From: Matthew Auld <matthew.auld@intel.com>
To: Xin Wang <x.wang@intel.com>, intel-xe@lists.freedesktop.org
Cc: matthew.d.roper@intel.com, shuicheng.lin@intel.com, alex.zuo@intel.com
Subject: Re: [PATCH] drm/xe: Allow compressible surfaces to be 1-way coherent
Date: Wed, 5 Nov 2025 10:49:02 +0000 [thread overview]
Message-ID: <7520bf0a-3078-4a7b-99f5-8644f1801171@intel.com> (raw)
In-Reply-To: <20251104191705.1433993-1-x.wang@intel.com>
On 04/11/2025 19:17, Xin Wang wrote:
> enable EN_CMP_1WCOH when initialising or restarting each GT.
>
> add PAT entry 16 describing the compressed+coherent mapping and
> expose helpers to query compression support.
>
> remove the legacy mutual-exclusion assumption between compression
> and ≥1-way coherency in the PAT macros.
>
> reject PAT indices that enable compression for userptr mappings
> or imported dma-bufs to avoid stale CCS state.
I think commit could be improved a bit to give the why/motivation for
enabling this. The above is mostly listing the code changes which is
clear already when reading the code.

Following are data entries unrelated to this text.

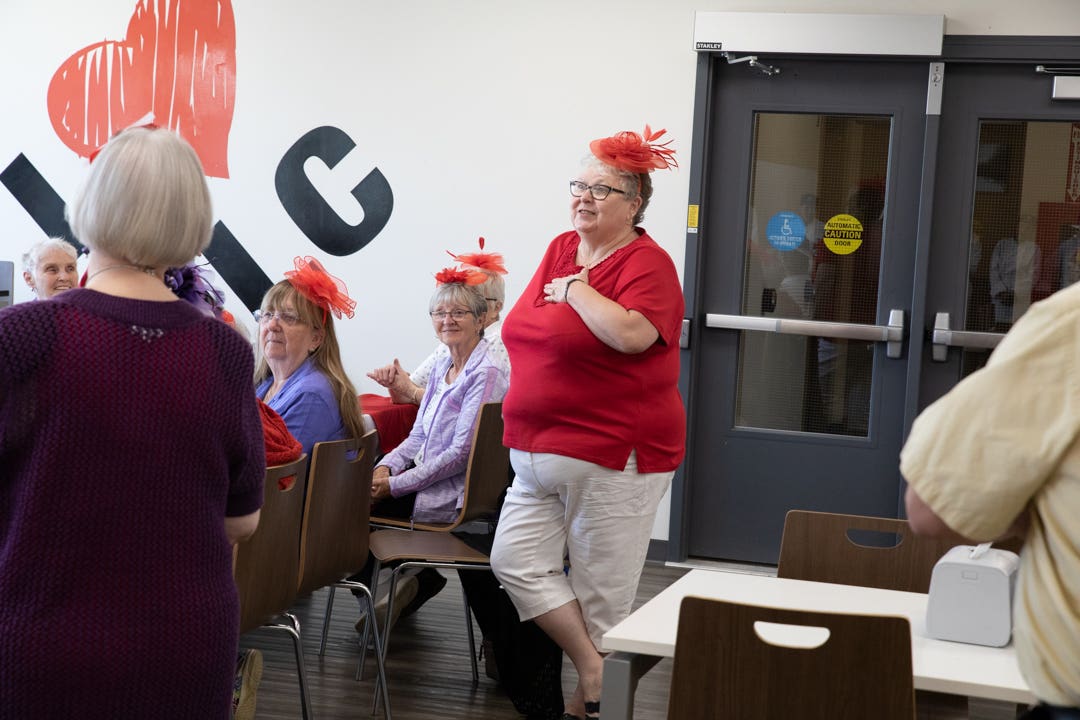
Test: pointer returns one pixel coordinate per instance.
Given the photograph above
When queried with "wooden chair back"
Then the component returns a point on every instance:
(487, 475)
(832, 547)
(267, 564)
(334, 535)
(725, 667)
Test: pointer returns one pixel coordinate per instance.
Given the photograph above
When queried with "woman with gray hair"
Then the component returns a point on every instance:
(593, 420)
(51, 267)
(408, 388)
(124, 559)
(423, 477)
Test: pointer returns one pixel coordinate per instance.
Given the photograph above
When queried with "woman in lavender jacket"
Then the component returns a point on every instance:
(423, 477)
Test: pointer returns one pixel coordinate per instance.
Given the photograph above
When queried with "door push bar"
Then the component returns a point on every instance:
(892, 334)
(944, 338)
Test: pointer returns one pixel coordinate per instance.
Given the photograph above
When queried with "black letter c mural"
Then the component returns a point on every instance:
(308, 208)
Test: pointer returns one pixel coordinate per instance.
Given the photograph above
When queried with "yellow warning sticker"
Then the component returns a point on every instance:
(844, 234)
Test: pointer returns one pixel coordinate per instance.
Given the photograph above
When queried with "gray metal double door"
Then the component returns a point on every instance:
(847, 206)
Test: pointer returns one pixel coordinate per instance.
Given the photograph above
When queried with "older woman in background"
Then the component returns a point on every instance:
(423, 477)
(51, 267)
(593, 418)
(298, 369)
(406, 388)
(105, 568)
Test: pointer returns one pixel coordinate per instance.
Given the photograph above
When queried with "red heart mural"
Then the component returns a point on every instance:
(177, 64)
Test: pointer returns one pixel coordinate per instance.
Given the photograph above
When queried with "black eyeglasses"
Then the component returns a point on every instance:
(458, 315)
(264, 317)
(597, 191)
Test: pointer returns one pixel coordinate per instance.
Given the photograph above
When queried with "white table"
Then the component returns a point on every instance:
(638, 642)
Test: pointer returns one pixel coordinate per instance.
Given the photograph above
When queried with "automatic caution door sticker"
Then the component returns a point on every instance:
(844, 234)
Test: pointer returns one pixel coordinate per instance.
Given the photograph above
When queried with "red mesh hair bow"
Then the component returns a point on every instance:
(488, 261)
(460, 276)
(311, 280)
(633, 152)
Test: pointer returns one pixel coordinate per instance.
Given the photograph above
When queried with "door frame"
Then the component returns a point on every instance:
(968, 49)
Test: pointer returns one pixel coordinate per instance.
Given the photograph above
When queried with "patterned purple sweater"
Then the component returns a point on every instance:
(129, 431)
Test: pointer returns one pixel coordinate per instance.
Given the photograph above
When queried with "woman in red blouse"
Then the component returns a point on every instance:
(593, 417)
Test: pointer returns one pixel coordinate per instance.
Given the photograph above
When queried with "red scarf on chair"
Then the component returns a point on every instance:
(281, 446)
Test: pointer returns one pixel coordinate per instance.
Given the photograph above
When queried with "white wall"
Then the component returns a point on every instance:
(476, 112)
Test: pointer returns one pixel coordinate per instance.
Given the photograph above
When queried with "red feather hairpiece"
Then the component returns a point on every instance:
(633, 152)
(460, 276)
(488, 261)
(311, 280)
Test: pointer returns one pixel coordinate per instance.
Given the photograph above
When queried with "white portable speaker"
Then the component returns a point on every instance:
(971, 592)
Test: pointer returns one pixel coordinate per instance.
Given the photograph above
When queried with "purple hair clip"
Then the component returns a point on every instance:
(189, 284)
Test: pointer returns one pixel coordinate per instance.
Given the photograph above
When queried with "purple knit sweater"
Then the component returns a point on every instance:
(129, 431)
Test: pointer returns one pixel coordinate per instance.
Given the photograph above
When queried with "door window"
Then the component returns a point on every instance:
(813, 248)
(1025, 222)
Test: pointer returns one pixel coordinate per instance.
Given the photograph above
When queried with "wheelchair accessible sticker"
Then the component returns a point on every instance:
(785, 231)
(844, 234)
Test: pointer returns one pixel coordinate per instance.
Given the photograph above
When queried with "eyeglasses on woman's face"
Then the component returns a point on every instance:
(597, 191)
(283, 316)
(456, 315)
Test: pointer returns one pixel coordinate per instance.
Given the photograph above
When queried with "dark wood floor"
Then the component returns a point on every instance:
(428, 664)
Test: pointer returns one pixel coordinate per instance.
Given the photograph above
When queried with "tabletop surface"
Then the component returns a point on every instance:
(937, 665)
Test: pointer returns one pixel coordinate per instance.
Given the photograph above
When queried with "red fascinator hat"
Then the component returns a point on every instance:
(459, 276)
(633, 152)
(488, 261)
(311, 280)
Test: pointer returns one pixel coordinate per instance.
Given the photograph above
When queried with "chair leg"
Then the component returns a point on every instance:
(387, 627)
(294, 630)
(370, 616)
(326, 622)
(472, 640)
(380, 667)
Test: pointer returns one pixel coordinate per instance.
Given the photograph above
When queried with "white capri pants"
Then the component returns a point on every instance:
(602, 518)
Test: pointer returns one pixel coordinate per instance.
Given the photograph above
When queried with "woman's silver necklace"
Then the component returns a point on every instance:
(619, 245)
(148, 271)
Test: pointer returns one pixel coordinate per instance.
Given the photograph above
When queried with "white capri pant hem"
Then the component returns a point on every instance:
(601, 518)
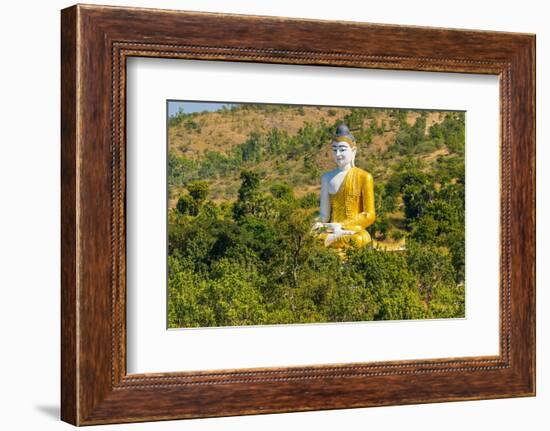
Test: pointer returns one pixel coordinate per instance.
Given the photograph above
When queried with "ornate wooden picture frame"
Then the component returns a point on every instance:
(96, 41)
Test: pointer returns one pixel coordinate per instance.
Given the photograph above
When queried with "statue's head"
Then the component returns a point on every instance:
(344, 147)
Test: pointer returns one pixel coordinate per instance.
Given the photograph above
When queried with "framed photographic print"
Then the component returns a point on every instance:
(260, 217)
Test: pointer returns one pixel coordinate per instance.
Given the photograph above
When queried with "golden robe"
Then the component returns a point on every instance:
(353, 206)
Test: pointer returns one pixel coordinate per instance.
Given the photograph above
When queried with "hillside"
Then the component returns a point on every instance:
(244, 193)
(208, 143)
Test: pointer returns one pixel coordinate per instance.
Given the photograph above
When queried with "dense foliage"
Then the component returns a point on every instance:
(251, 259)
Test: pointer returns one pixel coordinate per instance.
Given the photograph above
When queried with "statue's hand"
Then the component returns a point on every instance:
(335, 227)
(318, 226)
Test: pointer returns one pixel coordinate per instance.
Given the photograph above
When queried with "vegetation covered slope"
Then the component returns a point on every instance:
(244, 187)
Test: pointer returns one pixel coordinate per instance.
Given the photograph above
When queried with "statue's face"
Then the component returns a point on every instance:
(343, 153)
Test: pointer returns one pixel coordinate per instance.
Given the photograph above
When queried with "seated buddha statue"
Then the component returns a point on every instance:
(347, 197)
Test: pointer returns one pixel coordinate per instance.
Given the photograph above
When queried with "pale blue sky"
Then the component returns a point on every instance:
(174, 106)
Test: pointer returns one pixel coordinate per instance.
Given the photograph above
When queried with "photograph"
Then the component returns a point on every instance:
(301, 214)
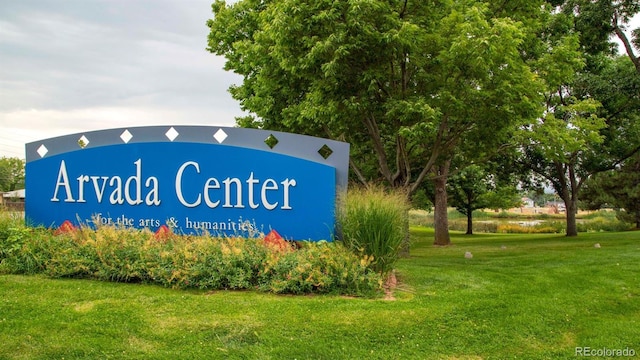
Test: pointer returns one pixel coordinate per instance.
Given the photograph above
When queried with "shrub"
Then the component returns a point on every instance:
(204, 262)
(373, 222)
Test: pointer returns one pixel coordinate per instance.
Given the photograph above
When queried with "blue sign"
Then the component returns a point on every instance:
(192, 186)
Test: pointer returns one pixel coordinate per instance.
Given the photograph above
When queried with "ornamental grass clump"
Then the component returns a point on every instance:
(373, 222)
(204, 262)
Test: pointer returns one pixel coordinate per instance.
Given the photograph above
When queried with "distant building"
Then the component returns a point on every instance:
(527, 203)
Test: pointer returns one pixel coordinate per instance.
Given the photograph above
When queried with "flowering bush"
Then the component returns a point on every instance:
(203, 262)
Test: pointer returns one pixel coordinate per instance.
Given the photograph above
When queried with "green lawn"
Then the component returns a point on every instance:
(520, 296)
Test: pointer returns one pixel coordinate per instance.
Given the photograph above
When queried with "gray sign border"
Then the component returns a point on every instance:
(296, 145)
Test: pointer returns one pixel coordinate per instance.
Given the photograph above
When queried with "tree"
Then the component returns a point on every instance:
(11, 174)
(597, 21)
(591, 126)
(619, 188)
(406, 83)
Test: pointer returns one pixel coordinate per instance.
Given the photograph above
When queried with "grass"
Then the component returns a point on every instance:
(540, 297)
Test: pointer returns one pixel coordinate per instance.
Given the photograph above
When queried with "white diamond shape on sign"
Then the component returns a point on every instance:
(126, 136)
(171, 134)
(220, 136)
(83, 142)
(42, 150)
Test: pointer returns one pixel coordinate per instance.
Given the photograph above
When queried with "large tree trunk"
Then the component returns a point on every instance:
(572, 209)
(441, 219)
(469, 220)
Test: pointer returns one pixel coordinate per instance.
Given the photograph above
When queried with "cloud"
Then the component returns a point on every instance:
(78, 65)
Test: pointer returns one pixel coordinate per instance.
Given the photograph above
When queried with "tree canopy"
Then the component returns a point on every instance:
(408, 83)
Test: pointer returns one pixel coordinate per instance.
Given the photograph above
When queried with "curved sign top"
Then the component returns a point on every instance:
(195, 179)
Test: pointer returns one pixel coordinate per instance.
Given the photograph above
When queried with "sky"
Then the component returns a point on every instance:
(72, 66)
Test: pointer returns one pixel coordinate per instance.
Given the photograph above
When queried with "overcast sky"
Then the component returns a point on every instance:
(69, 66)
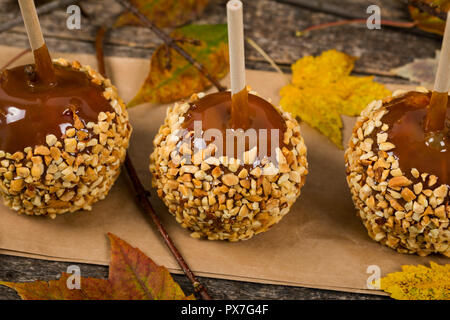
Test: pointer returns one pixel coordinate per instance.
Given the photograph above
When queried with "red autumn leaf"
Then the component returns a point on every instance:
(132, 276)
(167, 13)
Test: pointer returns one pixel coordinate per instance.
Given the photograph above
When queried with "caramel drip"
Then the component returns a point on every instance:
(436, 112)
(30, 109)
(414, 148)
(239, 110)
(214, 111)
(44, 66)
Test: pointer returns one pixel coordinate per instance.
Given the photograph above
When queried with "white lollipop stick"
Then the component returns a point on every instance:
(441, 83)
(236, 45)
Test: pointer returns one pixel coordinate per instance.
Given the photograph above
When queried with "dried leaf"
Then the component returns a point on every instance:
(419, 283)
(164, 13)
(132, 276)
(322, 89)
(422, 71)
(428, 22)
(165, 85)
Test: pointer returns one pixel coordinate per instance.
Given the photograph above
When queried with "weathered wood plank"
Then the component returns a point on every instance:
(379, 50)
(23, 269)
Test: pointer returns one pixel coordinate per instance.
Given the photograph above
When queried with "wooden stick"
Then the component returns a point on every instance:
(437, 110)
(42, 60)
(239, 94)
(236, 45)
(32, 24)
(443, 72)
(45, 8)
(142, 195)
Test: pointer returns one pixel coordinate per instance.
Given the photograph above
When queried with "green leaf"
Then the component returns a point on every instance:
(164, 13)
(165, 85)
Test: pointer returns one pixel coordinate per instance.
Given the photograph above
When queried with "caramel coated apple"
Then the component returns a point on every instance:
(229, 196)
(398, 175)
(61, 143)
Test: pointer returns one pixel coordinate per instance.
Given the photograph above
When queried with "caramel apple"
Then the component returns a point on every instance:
(398, 173)
(64, 134)
(232, 196)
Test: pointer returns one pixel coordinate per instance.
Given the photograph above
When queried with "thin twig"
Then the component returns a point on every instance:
(170, 42)
(142, 194)
(45, 8)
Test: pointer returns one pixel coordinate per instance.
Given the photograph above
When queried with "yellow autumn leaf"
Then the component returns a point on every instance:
(322, 89)
(419, 283)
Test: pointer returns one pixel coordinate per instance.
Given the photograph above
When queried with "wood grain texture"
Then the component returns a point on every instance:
(272, 25)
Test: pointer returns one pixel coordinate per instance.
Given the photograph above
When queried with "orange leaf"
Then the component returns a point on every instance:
(425, 20)
(164, 85)
(164, 13)
(132, 276)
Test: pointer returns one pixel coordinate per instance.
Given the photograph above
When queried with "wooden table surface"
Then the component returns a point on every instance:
(271, 24)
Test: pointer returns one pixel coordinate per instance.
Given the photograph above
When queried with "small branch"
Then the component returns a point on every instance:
(170, 42)
(46, 8)
(142, 194)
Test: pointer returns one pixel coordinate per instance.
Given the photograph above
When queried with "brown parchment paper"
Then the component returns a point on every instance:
(319, 244)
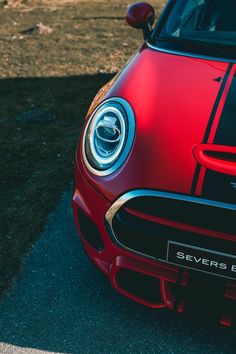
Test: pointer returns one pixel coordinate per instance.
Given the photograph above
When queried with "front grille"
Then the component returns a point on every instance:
(145, 224)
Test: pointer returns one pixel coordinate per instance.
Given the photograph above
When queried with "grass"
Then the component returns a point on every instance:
(46, 85)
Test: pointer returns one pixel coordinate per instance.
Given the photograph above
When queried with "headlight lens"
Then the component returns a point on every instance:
(108, 136)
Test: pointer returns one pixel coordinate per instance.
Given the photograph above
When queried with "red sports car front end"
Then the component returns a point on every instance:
(155, 182)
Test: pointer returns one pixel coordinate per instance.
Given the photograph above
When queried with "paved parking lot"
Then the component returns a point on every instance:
(61, 303)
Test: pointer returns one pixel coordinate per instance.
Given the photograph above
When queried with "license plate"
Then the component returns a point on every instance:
(201, 259)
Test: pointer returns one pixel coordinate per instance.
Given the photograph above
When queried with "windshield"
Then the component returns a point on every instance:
(206, 24)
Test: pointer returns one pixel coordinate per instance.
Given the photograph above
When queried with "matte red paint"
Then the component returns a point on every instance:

One advantage is potentially not
needing special purpose WC system memory which is currently expensive to
allocate.
I think also mention somehere which IP versions this is being enabled on?
>
> Bspec: 71582, 59361, 59399
>
Nit: drop the newline here.
> Signed-off-by: Xin Wang <x.wang@intel.com>
> ---
> drivers/gpu/drm/xe/regs/xe_gt_regs.h | 9 +++++
> drivers/gpu/drm/xe/xe_gt.c | 32 +++++++++++++++++
> drivers/gpu/drm/xe/xe_pat.c | 52 +++++++++++++++++++++++-----
> drivers/gpu/drm/xe/xe_pat.h | 8 +++++
> drivers/gpu/drm/xe/xe_vm.c | 13 +++++++
> 5 files changed, 106 insertions(+), 8 deletions(-)
>
> diff --git a/drivers/gpu/drm/xe/regs/xe_gt_regs.h b/drivers/gpu/drm/xe/regs/xe_gt_regs.h
> index 2088256ad381..0e03681b8c99 100644
> --- a/drivers/gpu/drm/xe/regs/xe_gt_regs.h
> +++ b/drivers/gpu/drm/xe/regs/xe_gt_regs.h
> @@ -89,6 +89,7 @@
> #define UNIFIED_COMPRESSION_FORMAT REG_GENMASK(3, 0)
>
> #define XE2_GAMREQSTRM_CTRL XE_REG_MCR(0x4194)
> +#define EN_CMP_1WCOH REG_BIT(15)
> #define CG_DIS_CNTLBUS REG_BIT(6)
>
> #define CCS_AUX_INV XE_REG(0x4208)
> @@ -101,6 +102,14 @@
>
> #define XE2_LMEM_CFG XE_REG(0x48b0)
>
> +#define XE2_GAMWALK_CTRL 0x47e4
> +#define XE2_GAMWALK_CTRL_MEDIA XE_REG(XE2_GAMWALK_CTRL + MEDIA_GT_GSI_OFFSET)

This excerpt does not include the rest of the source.